Y de sus inquietudes dejó unos apuntes que hemos podido rescatar y que vienen a pelo con los últimos episodios climáticos que estamos sufriendo en Canarias.
De formación científica, nuestro galeno no dio pábulo a las cabañuelas y las arrinconó entre las anécdotas etnográficas de los majoreros y de los canarios en general.
Para empezar, aunque médico local, tuvo que acudir a los municipios aledaños de Tetir y de Casillas del Ángel para atender a los afectados de tiña, contraída, al parecer, por el contacto de los camellos importados de la vecina costa africana.
El trasiego mercantil -se decía- pero también el determinismo geográfico (algo en lo que siguió al tetireño Antonio María Manrique y Saavedra), iba a ser objeto de sus observaciones.

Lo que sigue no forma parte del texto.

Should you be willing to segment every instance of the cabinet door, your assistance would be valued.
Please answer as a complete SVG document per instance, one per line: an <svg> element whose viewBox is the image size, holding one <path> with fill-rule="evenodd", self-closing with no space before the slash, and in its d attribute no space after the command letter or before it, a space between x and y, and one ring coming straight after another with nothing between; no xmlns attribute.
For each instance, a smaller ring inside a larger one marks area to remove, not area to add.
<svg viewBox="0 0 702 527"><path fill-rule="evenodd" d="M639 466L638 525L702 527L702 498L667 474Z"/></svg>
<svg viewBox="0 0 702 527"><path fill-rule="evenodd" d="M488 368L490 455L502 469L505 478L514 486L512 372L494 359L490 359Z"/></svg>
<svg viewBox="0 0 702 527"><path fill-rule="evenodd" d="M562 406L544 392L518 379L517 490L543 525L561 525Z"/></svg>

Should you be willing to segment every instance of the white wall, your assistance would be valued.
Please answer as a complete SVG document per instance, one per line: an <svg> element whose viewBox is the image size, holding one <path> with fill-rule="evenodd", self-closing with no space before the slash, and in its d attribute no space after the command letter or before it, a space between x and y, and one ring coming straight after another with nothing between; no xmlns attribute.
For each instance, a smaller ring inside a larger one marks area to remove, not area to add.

Al menos así lo anotó en los dos primeros meses de 1902, cuando vio que de nada servían a esta tierra las garugas caídas sobre los campos en noviembre y diciembre del año anterior:
"Los vientos secos y huracanados -anotó- del Este y Sureste, han reinado con breves intervalos, alterando los mares de tal modo que por espacio de muchos días se interrumpió la comunicación de buques con el puerto.

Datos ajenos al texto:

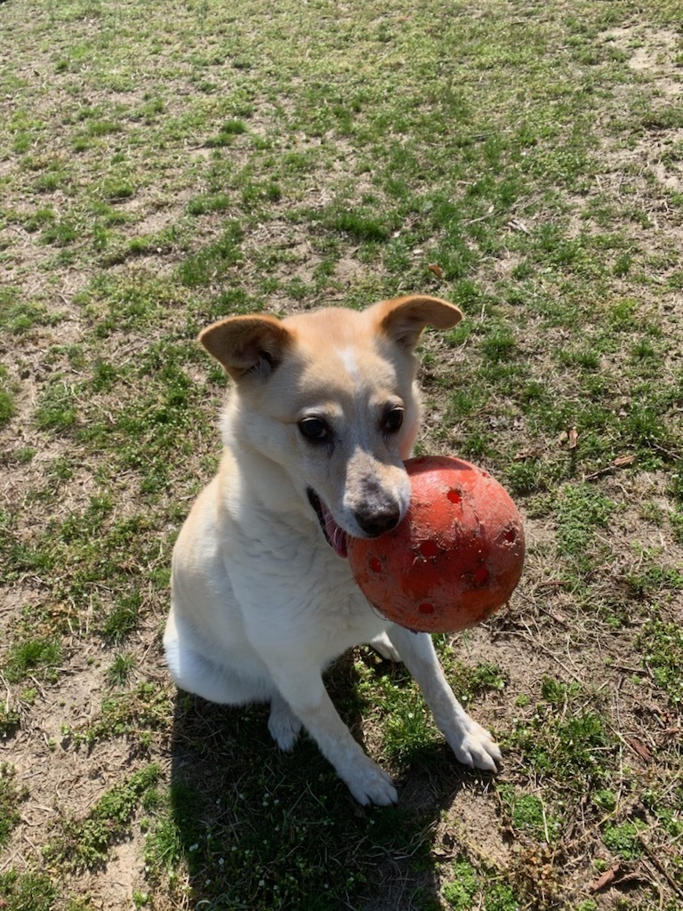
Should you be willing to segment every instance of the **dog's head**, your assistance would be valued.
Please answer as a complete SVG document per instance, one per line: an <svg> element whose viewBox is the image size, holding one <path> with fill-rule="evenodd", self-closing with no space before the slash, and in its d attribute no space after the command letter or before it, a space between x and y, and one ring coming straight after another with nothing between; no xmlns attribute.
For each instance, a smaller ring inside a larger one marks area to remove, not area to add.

"El temporal llegó a su punto álgido el día 16 de enero, y el día anterior, desde la madrugada, hubo truenos y relámpagos: los horizontes se cerraron. Había niebla densa y baja, cargada de polvo amarillento que imprimía a la luz un tinte tétrico.
"Cuando cesó el viento el aspecto de la atmósfera presagiaba una horrible tempestad. A la diez de la noche de aquel día volvió el viento fuerte, uniendo sus ruidos al ruido tenebroso del mar al estrellar las grandes olas contra el frente marítimo. La Luna apenas brillaba y la oscuridad era tan intensa que, a corta distancia, no se distinguían las personas que transitaban por las calles.
Al amanecer continuaba el temporal, pero más flojo. Disminuyó la fuerza del viento, y el mar se puso llano, desapareciendo las nubes de polvo, en parte arrastradas por la enorme cantidad de tierra que descargaron.
"Los campos quedaron cubiertos de polvo... Y, como los males de esta tierra nunca venían solos, arrastrados por las corrientes marinas, la orillas se inundaron de grandes bardos de cigarrones berberiscos, en su mayoría muertos.
Aquello debió parecerle a don Domingo un azote bíblico. Se decía que si no llovía pronto, los árboles y las cosechas se verían seriamente afectados, perdidas las papas y los tomates que ya empezaban a experimentarse por las fincas del interior.
Que cerca estamos de África -concluyó- mientras leía la prensa de la época tras las ventanas del Casino El Porvenir: Los buques de vela que fueron sorprendidos por el temporal en los puertos y playas de Fuerteventura, corrieron hacia la Isla de Lobos que, como suele ser habitual, constituye en estos tiempos un excelente abrigo. Porque se perdieron algunos barcos como el pailebot "El Rosario", a la entrada de Puerto Naos...
En Puerto de Cabras los barquillos se arrastraron calle León y Castillo arriba para resguardarlos porque las olas barrieron un muelle chico ya maltrecho y el mar circuló por las calles aledañas a la explanada, adentrándose por el Barranco Pilón que, por unos instantes se tornaba río de aguas turbulentas.